Second Lieutenant Terence BARRY (1940)

1st Battalion, London Irish Rifles (Royal Ulster Regiment)
Born 6 June 1921 in the District of Devonshire and Paget, Bermuda
Killed in action 5 December 1943, aged 22
Buried at Cassino War Cemetery, Italy. Also commemorated on the war memorials of Borden Grammar School, the London Irish Rifles, and Sittingbourne.
Terence Barry was the second son of Patrick Barry, an admiralty clerk, and his wife, Margaret, both of whom originally hailed from County Cork, Ireland.
Educated at St Edward’s Roman Catholic School in Sheerness, and Borden Grammar School, he came up to read Modern History, but his university career was soon interrupted by the exigencies of the Second World War: while still a student, he served in the University’s Senior Training Corps and then enlisted into a territorial battalion of the Royal Fusiliers.

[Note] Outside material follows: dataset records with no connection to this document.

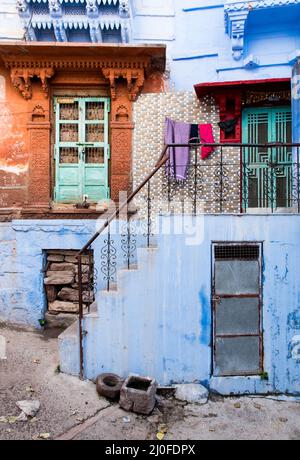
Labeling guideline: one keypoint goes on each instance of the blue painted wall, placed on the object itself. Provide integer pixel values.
(201, 36)
(22, 255)
(158, 323)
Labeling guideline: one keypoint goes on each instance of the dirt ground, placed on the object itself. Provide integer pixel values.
(71, 409)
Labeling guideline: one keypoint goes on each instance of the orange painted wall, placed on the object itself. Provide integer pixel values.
(14, 152)
(25, 148)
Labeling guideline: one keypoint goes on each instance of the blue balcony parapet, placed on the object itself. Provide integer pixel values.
(93, 21)
(236, 15)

Awarded second class honours in the first part of his degree, Barry was selected for officer training emerging five months later with a second-lieutenancy in the 1st London Irish Rifles (LIR).
Barry was posted to Iraq, and from there to Egypt in June 1943. Only one month later, however, his battalion embarked for Sicily, seeing action there for the first time. Following the invasion of the Italian mainland in September 1943, he embarked for Salerno and then pushed north toward the Gustav Line, a formidable enemy position that ran from one side of the Italian Peninsula to the other, blocking the advance on Rome. The outer bastion of this position, a mountain known as Monte Camino, had to be captured before the Allies could even contemplate launching an assault on the Gustav Line itself. Following the failure of a previous attempt, the task fell to 1st LIR as part of the 56th London Division. The assault began on 3 December 1943 and, after eight days’ bitter fighting, Monte Camino was unexpectedly abandoned by the enemy. Some 80 men from 1st LIR lost their lives in the attack, among them Barry, killed by enemy mortar fire while leading a patrol on 5 December 1943.
Posthumously mentioned in despatches for his gallant conduct, Terence was initially buried in Mieli, a small village at the foot of Monte Camino, before being interred in Cassino War Cemetery.